É um custo de não serem membros da UE.
Sim. Claro.

A Islândia tem uma longa e forte relação com os EUA. Mas quando a vossa presidente assinou o acordo para entrar no Espaço Económico Europeu lembrou que o fazia para limitar a influência dos EUA no vosso país. Qual é essa influência hoje em dia versus a União Europeia, mas também a Rússia ou a China?

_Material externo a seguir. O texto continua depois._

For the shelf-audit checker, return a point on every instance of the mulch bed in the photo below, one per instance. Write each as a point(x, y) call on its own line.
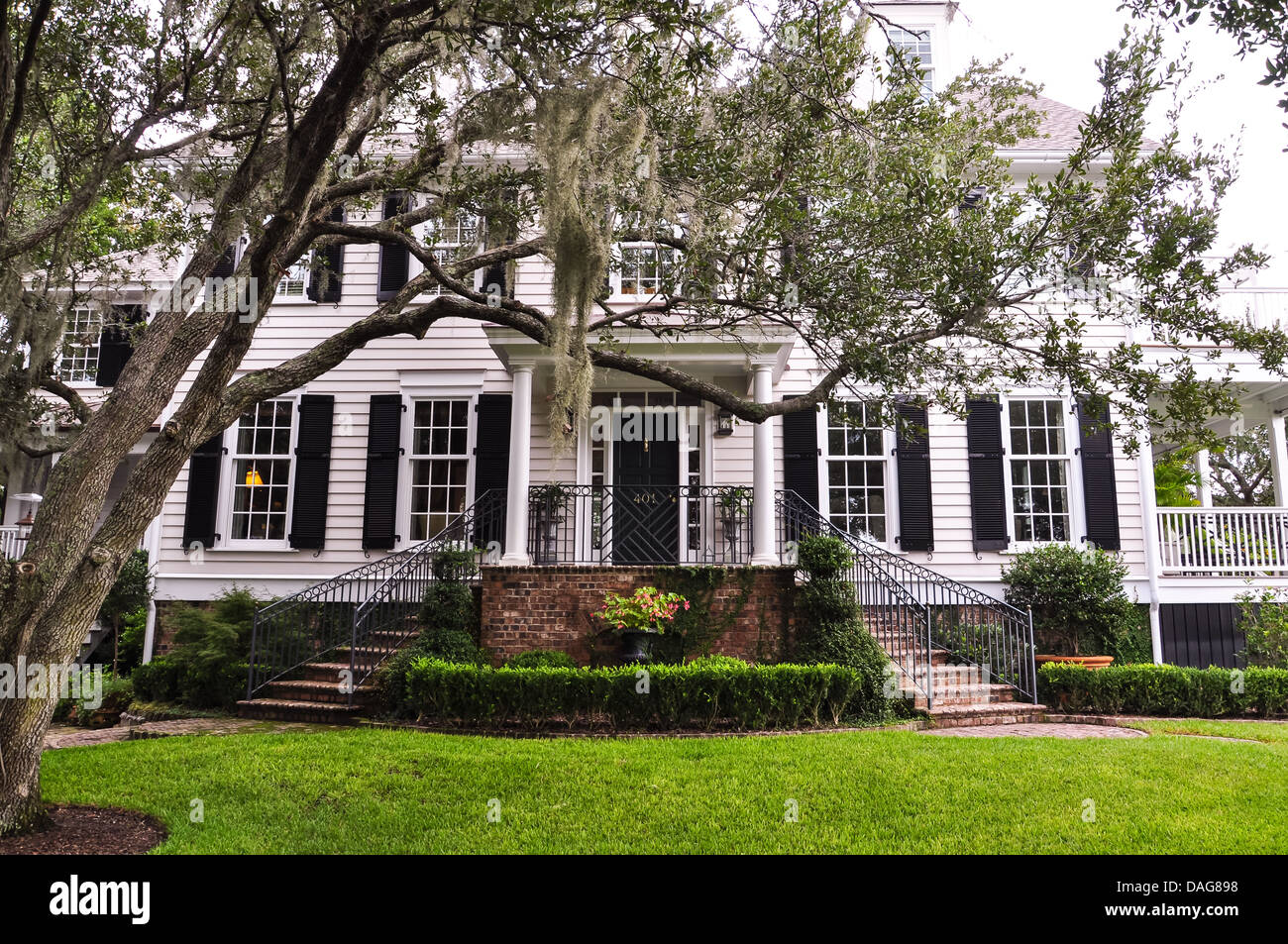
point(88, 831)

O nosso mercado mais importante é o europeu. Mas os EUA mostram hoje mais interesse do que a UE na Islândia. E há três razões para isso. Primeiro, porque as atividades russas no Ártico e em torno da Islândia aumentaram. Segundo, porque receiam as atividades chinesas no Ártico e não querem que a Islândia se aproxime da China. E terceiro, a Islândia está a fazer, e tem de continuar a fazer, um esforço para recuperar o interesse de Washington nela, para chamar a atenção. Os conservadores que estão no governo na Islândia são muita importância à relação com os EUA e esperam poder fazer um acordo de comércio livre com os EUA, conseguindo assim uma nova proteção económica para o país.

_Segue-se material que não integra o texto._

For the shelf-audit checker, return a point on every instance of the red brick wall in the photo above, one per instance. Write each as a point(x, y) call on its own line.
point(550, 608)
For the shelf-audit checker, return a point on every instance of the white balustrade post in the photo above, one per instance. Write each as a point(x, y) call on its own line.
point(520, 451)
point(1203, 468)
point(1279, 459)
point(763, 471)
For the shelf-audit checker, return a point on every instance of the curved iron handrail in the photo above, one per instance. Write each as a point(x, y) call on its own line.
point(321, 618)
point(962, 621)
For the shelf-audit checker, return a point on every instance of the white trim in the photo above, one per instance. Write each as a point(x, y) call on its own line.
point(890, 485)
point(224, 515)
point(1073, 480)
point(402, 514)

Estava a falar da Rússia e da China. A Islândia tem de conseguir um equilíbrio na relação com ambas, tendo em conta também as suas relações com os EUA e a UE?

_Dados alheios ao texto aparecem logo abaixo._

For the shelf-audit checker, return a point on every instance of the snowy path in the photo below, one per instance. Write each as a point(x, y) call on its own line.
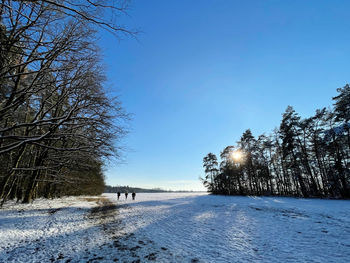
point(176, 227)
point(202, 228)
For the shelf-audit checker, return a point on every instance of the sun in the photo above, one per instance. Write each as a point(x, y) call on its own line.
point(237, 156)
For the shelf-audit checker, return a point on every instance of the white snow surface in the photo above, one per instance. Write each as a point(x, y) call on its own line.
point(176, 227)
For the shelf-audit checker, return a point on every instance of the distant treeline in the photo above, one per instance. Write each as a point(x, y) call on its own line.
point(304, 157)
point(123, 189)
point(57, 124)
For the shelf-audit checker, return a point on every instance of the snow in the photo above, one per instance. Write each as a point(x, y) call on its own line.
point(176, 227)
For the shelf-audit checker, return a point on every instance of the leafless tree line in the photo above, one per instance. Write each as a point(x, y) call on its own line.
point(57, 125)
point(305, 157)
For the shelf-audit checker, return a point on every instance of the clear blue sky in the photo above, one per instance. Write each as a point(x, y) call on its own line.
point(202, 72)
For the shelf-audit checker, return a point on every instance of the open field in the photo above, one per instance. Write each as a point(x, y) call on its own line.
point(176, 227)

A Islândia tem uma relação comercial sólida com a Rússia desde os anos 1950. E os islandeses ainda estão agradecidos pela ajuda russa durante a guerra do bacalhau com o Reino Unido. Quando os britânicos proibiram a entrada do peixe islandês, a então União Soviética comprou o stock inteiro e salvou os islandeses. Ainda está na memória das pessoas. Claro que a Islândia não está próxima da Rússia, faz parte do bloco ocidental. E tem sido afetada pelas sanções europeias à Rússia. Gostaríamos de nos afastar das sanções, mas mantemo-nos no bloco ocidental. Quanto à China, o que aconteceu em 2008, quando a Islândia sentiu que todos os seus aliados tradicionais a tinham traído, foi que se virou para Pequim. Depois de consultar o primeiro-ministro, o presidente da Islândia, na altura, escreveu uma carta ao presidente chinês a apelar ao diálogo sobre um eventual apoio chinês. O resultado foi um acordo de swap de divisa em 2010. Acabou por não ser economicamente assim tão benéfico, mas foi um sinal de confiança. Ninguém confiava na Islândia, ninguém queria nada connosco na altura. Por isso este acordo foi um sinal de confiança de um grande player internacional e foi muito importante na altura. Outro resultado foi a assinatura de um acordo de livre comércio com a China e de vários acordos de empresas - nas áreas da educação, da energia. Houve bastante cooperação entre a Islândia e a China entre 2008 e 2016-2017, quando os EUA, após a eleição de Donald Trump, disseram aos islandeses que tinham de escolher. Disseram "já chega", que a Islândia não podia juntar-se à iniciativa Uma Faixa, Uma Rota. Desde então que a Islândia tem recuado numa aproximação maior à China. Veja o que acontece quando um aliado poderoso deixa cair um aliado mais pequeno num momento de necessidade - este não tem outra opção a não ser virar-se para os rivais dos seus aliados tradicionais. A Islândia chegou a pensar num resgate russo em 2008. Não se sabe bem até que ponto avançaram as negociações. Mas sabemos que o governo islandês pensou jogar a carta russa. E isso já vinha dos tempos da Guerra Fria, em que a Islândia ameaçava virar-se para os soviéticos para fazer comércio se os aliados ocidentais não respondessem aos seus pedidos.